コムキャスト、家庭用管理サービスに注力 〜エクスフィニティ製品を拡充

 ケーブル・テレビ・サービスの加入者減少に苦しむケーブル・サービス最大手のコムキャスト(Comcast)は、新たな商機として家庭用エネルギー管理や防犯システムに期待をかけている。

 コムキャストのサービス利用者は2013年第1四半期に6万人減となり、これで24期連続の減少となった。インターネットを通じてテレビ番組や映画を配信するフールー(Hulu)やネットフリックス(Netfrix)、アマゾン(Amazon)といった勢力が、ケーブル・テレビ業界に逆風を吹かせている。

 グリーンテック・メディアによると、コムキャストでは、ケーブル事業の低迷状態から抜け出すために、防犯システムや煙探知機、室温調節器を制御する家庭用プラットフォームの「エクスフィニティ(Xfinity)」を使った新サービスを立ち上げている。これまでのところ、その新事業が売上拡大に貢献している。

 同社はこのほど、「エコセイバー(EcoSaver)」という新しいアプリケーションを投入して、エネルギー管理分野のサービスをさらに強化した。同アプリケーションはエクスフィニティに対応しており、同社の提供する室温調節器と通信して電力使用状況を学習できる。

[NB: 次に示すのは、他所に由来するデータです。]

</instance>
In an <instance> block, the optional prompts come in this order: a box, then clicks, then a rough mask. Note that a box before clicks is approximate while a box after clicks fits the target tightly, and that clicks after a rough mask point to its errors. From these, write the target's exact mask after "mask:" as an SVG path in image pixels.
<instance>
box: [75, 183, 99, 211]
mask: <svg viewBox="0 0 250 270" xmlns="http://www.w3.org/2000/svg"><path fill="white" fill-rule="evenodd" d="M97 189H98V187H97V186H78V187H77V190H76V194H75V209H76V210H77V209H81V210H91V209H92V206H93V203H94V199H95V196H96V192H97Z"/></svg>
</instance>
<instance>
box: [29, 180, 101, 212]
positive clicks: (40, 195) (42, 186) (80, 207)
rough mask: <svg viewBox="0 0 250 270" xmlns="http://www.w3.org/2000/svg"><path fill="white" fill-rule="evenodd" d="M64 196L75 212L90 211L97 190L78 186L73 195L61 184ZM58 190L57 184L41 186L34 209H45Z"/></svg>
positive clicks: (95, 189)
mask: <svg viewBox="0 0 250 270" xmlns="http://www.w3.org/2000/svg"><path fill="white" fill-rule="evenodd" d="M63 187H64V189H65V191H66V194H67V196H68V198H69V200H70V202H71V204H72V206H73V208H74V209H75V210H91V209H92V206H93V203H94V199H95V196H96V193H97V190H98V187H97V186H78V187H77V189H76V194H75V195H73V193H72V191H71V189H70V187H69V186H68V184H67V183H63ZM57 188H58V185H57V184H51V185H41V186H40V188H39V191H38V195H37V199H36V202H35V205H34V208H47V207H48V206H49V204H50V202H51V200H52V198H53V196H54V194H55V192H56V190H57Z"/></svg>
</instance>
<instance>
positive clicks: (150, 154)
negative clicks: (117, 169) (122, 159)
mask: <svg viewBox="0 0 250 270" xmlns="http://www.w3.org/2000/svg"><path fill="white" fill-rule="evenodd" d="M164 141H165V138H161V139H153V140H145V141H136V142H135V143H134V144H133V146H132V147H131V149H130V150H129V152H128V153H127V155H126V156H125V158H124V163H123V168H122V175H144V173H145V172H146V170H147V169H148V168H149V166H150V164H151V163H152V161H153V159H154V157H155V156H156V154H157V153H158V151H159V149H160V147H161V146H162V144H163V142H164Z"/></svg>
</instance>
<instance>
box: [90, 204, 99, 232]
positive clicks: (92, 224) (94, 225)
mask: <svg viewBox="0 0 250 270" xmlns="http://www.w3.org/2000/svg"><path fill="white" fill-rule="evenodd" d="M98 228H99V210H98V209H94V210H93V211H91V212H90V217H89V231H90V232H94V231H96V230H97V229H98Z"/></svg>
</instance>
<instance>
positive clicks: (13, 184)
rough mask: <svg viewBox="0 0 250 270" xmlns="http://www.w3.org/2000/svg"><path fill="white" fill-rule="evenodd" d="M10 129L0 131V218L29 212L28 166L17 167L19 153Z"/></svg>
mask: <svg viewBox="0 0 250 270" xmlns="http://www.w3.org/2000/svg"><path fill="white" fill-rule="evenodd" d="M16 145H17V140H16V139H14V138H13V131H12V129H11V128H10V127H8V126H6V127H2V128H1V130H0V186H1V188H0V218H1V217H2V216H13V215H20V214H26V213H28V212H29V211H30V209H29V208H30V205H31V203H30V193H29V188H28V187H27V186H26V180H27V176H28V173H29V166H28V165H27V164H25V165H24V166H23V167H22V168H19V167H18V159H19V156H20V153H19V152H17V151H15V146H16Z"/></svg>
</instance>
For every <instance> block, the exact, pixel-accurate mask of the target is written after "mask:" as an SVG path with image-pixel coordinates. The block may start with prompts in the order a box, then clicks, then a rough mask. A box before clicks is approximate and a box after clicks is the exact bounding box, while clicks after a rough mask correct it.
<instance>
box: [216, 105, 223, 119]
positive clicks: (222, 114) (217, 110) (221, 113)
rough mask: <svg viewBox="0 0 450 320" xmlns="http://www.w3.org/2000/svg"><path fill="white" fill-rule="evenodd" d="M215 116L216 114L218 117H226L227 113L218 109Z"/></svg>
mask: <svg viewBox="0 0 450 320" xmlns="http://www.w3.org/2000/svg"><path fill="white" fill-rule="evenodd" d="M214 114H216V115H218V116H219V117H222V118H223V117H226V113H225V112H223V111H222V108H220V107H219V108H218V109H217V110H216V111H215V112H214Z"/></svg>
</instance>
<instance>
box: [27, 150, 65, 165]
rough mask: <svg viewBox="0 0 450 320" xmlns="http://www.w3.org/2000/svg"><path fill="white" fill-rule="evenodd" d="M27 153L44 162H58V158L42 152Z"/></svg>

 「エコセイバーは、エクスフィニティ・ホーム・サーモスタットと併せて使うことによって、冷暖房の使用パターンを学習し、リアルタイムの気象情報に基づいて室温調節器を自動調整する」と、同社では説明している。

 学習機能を持つ家庭用室温調節器と言えば「ネスト(Nest)」がよく知られている。エコセイバーはネストに類似した製品と言え、ネストの競合製品となる。

 2012年2月、コムキャストは、エコファクター(EcoFactor)との提携を発表し、自動エネルギー管理サービスを開発すると発表していた。プラットフォーム構築に1年以上を要した後、コムキャストはようやく広範な家庭用管理システムを投入したことになる。

 エコセーバーはクラウド基盤サービスで、利用料は月9ドル95セント、設置コストは99ドル95セント。